After beating around the bush for days, Yolanda Díaz has finally given a direct response this Thursday, and it has been a slap in the face to the Comuns and a closing of the folder on the referendum: "It is not on the table" - that is, neither a referendum or any type of consultation over Catalonia in relation to the independence of the country from Spain. "The only tool is dialogue and the dialogue table, in order to find a meeting point," said the current second deputy prime minister of the Spanish government and Sumar leader, who claimed that her own country model contemplates that, however it is articulated, Catalonia "will be inside" Spain. "What we need is serenity and peace," she said.
The statements were made by Yolanda Díaz this Thursday in an interview on the Ana Rosa Quintana talkshow on Telecinco. Asked insistently about Catalonia and the possibility of holding an independence referendum, the leader of Sumar finally closed the door with a good firm push. "The only recipe we have for Catalonia is dialogue," Diaz said, accusing both the independence movement and Spanish unionism of having turned the country "into a noise box." However, she also made a point of stressing the efforts made by the Pedro Sánchez government, pointing out that "things have changed a lot" in recent years and "everything is much better."
Yolanda Díaz was asked about this issue after her party had left the Comuns high and dry on the referendum issue. The Catalan party - integrated into the Sumar platform for the general elections of 23rd July - had affirmed that the Spanish deputy PM would include in her electoral programme the holding of a self-determination referendum in Catalonia. The promise lasted only a matter of hours. Sumar rectified and the Comuns were forced into an exercise in linguistic engineering to bury the commitment to any sort of real consultation with Catalans.
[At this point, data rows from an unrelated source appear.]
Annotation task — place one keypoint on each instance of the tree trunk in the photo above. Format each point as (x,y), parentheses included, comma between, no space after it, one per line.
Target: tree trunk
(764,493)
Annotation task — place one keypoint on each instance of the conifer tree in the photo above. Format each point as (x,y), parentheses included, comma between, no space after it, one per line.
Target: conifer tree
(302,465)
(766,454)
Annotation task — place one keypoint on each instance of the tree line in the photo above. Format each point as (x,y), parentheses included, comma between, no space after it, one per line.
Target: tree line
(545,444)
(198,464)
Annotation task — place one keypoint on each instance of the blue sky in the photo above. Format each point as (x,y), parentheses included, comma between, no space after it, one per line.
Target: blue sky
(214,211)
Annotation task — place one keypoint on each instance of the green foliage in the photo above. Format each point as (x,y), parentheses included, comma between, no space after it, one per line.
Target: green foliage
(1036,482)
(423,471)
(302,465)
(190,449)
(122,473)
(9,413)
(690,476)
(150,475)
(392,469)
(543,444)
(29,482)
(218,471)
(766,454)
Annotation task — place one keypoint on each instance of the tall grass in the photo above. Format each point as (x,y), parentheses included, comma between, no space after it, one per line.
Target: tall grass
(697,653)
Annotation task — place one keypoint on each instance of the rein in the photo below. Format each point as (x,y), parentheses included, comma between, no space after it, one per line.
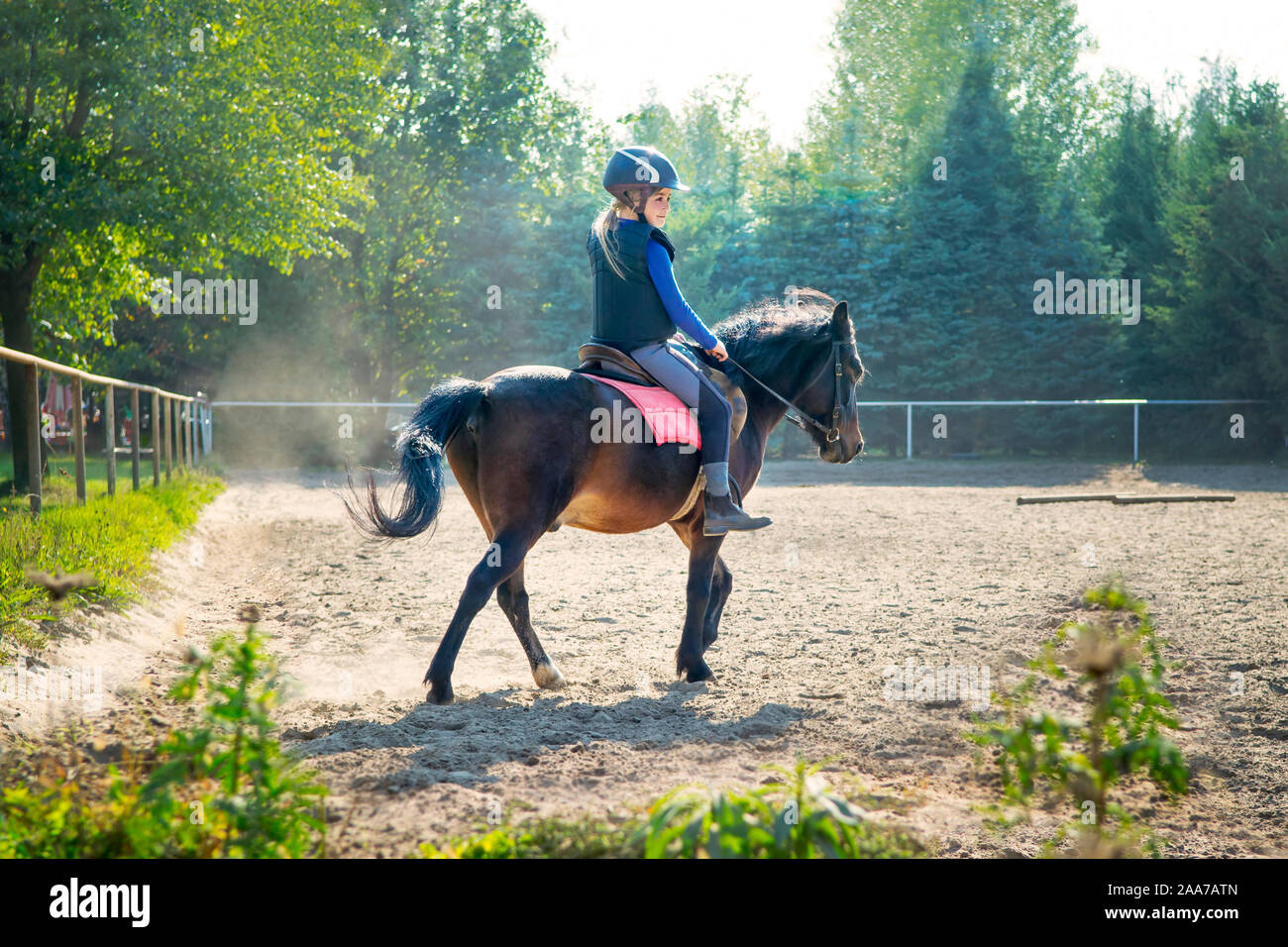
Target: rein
(832,433)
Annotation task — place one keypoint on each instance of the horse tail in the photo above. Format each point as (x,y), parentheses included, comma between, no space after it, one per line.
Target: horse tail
(420,450)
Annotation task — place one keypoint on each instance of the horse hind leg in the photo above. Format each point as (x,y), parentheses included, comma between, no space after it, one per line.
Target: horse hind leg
(513,598)
(502,558)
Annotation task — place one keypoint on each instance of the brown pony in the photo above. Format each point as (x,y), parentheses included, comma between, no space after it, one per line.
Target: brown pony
(519,444)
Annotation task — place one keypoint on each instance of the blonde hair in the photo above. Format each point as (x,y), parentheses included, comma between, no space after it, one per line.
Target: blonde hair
(605,223)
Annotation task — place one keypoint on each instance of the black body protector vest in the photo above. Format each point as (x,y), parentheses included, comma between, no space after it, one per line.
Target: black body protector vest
(627,313)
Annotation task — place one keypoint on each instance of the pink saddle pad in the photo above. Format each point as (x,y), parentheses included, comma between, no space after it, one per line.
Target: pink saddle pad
(669,418)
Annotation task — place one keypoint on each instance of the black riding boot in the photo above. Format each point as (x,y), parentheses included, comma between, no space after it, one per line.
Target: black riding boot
(720,514)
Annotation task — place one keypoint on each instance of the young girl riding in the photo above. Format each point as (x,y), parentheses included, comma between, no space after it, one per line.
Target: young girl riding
(638,307)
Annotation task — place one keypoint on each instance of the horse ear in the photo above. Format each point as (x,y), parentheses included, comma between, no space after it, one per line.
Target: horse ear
(841,320)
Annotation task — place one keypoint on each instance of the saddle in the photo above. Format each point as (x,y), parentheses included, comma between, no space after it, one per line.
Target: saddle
(608,363)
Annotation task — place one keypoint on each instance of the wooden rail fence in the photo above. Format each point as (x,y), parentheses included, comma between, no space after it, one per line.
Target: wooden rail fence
(174,425)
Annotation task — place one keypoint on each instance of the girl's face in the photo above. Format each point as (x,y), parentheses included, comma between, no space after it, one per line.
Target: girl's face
(657,208)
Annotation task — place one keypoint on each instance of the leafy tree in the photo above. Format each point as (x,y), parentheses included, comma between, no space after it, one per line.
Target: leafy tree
(154,131)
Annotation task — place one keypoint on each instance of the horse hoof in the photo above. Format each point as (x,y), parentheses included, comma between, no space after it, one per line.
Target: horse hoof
(441,693)
(698,672)
(548,677)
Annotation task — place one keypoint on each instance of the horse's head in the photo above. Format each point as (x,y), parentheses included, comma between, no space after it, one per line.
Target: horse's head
(797,350)
(831,394)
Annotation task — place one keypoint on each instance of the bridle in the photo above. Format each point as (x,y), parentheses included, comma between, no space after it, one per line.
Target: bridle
(832,433)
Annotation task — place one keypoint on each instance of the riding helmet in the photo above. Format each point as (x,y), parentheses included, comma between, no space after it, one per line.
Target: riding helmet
(640,166)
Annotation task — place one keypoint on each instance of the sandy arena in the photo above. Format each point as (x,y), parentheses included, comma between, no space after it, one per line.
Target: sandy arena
(867,566)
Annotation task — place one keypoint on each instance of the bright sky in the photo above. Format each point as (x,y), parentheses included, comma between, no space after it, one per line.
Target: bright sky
(782,47)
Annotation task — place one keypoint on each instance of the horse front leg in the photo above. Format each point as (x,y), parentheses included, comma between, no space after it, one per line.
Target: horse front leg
(703,552)
(721,583)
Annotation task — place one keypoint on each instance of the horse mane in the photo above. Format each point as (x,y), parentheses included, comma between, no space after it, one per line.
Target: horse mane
(791,329)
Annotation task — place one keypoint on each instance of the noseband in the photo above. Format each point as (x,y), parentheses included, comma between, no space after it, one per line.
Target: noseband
(832,433)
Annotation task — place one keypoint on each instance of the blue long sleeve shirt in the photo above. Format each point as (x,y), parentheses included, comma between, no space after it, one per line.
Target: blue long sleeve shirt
(664,278)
Specifically, hours after having promised a referendum in Catalonia, the Comuns ended up referring to a "vote" on a "territorial pact" between Catalonia and Spain. Before that, Sumar's campaign spokesman, Ernest Urtasun, had gradually buried the possibility of holding a consultation related to the independence of Catalonia because, he said, of the current situation of being "fortunately in times of dialogue, and there are bridges again" between Barcelona and Madrid. Thus, he remarked that the commitment of the party that he currently represents "is materialized in a dialogue table that has to work and provide solutions."
Party sources, however, assure that Sumar has no intention of specifying what is beyond the dialogue table. That is to say, as much as the commitment of Yolanda Díaz's formation is for Catalonia and Spain to sit down at a table to talk about how to resolve the political conflict between both parties, the hard core of the party admits that, for the moment, there will be no proposals about what to bring to this dialogue table. Thus, Sumar has not yet specified just what its proposal for Catalonia is.